Film Review: ‘Our House’

Profound reserves of feeling don’t translate to deep audience impact in “Our House (O Ka),” a microcosmic documentary examination of Malian social injustice that reps a noble disappointment from esteemed veteran Souleymane Cisse. Framing a bitter property dispute over his Bamako family home as a piqued metaphor for the ongoing damage wrought by the Northern Mali conflict, Cisse’s film first registers as an intimate cri de coeur — aided by the charismatic presence of his four elderly sisters as the house’s embattled residents — before floundering in repetitive, overblown political rhetoric. A slot in the Special Screenings sidebar at Cannes will lead to further festival bookings, but its hectoring tone and downbeat subject matter will discourage arthouse distribs from giving “O Ka” the O.K.

Cisse’s film isn’t the first to tackle the devastating effects of the recent Islamist insurgency in his country, nor is it the most candid: Its Cannes premiere came a year after that of Abderrahmane Sissako’s lyrical narrative protest pic “Timbuktu,” which went on to secure worldwide distribution and even a foreign-language Oscar nomination. The success of Sissako’s plangent, challenging work might appear to smooth the commercial path for “Our House,” but most comparisons aren’t likely to flatter Cisse’s smaller-scale statement — which loses emotional immediacy thanks to a synecdochic conceit that the helmer (via narrator Daouda N’diaye) blatantly explains at every turn. At one point, N’diaye directly chides any viewers who might think the film is “just” about the Cisse family’s fight for their ancestral property, though its symbolic inflation of this legal battle to the larger political landscape of Mali isn’t entirely elegant.

In the opening reels, the Cisses’ personal grievances are filtered through a variety of abstract perspectives — the pic begins with the narrated testimony of a traditional wooden sculpture — and environmental imagery before the film’s core human crisis emerges. In 2008, Cisse’s sisters were evicted by police from their rustic family home in the bustling Bamako neighborhood of Bozola, following an allegedly false claim (abetted by corrupt municipal practices) by the rival Diakite family. Cisse reconstructs the events, and his family’s ensuing protest, with hot, vivid anger, while the still-unresolved court case that followed is portrayed as representative of the impasse between warring cultural and religious factions in contemporary Mali.

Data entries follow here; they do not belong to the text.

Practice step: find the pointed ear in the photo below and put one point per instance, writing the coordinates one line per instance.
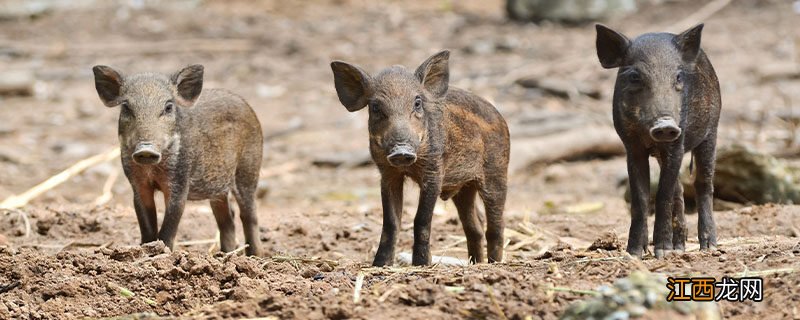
(352, 85)
(188, 84)
(612, 46)
(434, 73)
(689, 43)
(108, 83)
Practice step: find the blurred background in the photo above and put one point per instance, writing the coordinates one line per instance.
(535, 60)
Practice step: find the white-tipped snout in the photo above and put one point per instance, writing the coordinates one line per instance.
(665, 130)
(402, 155)
(146, 153)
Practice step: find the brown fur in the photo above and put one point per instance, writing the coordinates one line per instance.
(460, 145)
(207, 147)
(664, 75)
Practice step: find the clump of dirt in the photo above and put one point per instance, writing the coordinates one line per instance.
(608, 241)
(131, 280)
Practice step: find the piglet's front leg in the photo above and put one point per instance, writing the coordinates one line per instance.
(430, 189)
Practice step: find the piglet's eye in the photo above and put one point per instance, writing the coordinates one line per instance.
(679, 78)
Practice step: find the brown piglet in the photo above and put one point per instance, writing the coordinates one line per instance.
(189, 146)
(452, 143)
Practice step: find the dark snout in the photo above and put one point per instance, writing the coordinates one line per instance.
(665, 130)
(402, 155)
(146, 153)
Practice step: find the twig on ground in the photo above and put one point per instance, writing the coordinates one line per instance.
(25, 221)
(359, 285)
(234, 252)
(595, 259)
(576, 291)
(766, 272)
(214, 245)
(386, 294)
(16, 201)
(496, 305)
(196, 242)
(8, 287)
(146, 259)
(332, 263)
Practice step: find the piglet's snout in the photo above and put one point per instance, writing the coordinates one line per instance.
(665, 130)
(402, 155)
(146, 153)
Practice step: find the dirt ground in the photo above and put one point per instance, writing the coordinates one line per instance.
(321, 224)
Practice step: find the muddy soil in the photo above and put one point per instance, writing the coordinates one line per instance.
(321, 225)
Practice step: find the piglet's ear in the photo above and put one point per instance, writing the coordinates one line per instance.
(188, 84)
(352, 85)
(108, 83)
(689, 43)
(434, 73)
(612, 47)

As a study in ground-level resilience, it’s frequently rousing; Cisse still has a keen ear and eye for community conversation and color, and the film is at its most moving when it lets its subjects speak for themselves. When “Our House” expands its focus to national concerns, however, it loses clarity and conviction: The Cisse family’s eviction came four years before the coup d’etat that triggered civil war in Mali, and the film never quite forges a philosophical bridge between these contrastingly scaled struggles. Meanwhile, while the domestic dispute is depicted with empathy-inducing specificity, Cisse’s commentary on the war and its potential social legacy is limited to vague, didactic sloganeering: An overly protracted finale pummels viewers with multiple iterations of “Mali lives under the terror of modern tyrants” and “Knowledge always thinks of the future.” (Meanwhile, a comparison drawn between the Islamist insurgency and the events of 9/11 borders on the naive: Some might take issue with Cisse’s idealistic statement that America has “managed to remain united” in the years since.)

Technical contributions are adequate: Even if the digital lensing sometimes appears overly sun-bleached, the vibrancy of Bamako’s ochre-hued architecture and overdyed textiles blazes through. A quartet of editors sutures the helmer’s more journalistic and esoteric impulses to relatively coherent effect; the film is dedicated to one of them, Cisse’s longtime collaborator Andree Davanture, who passed away last year.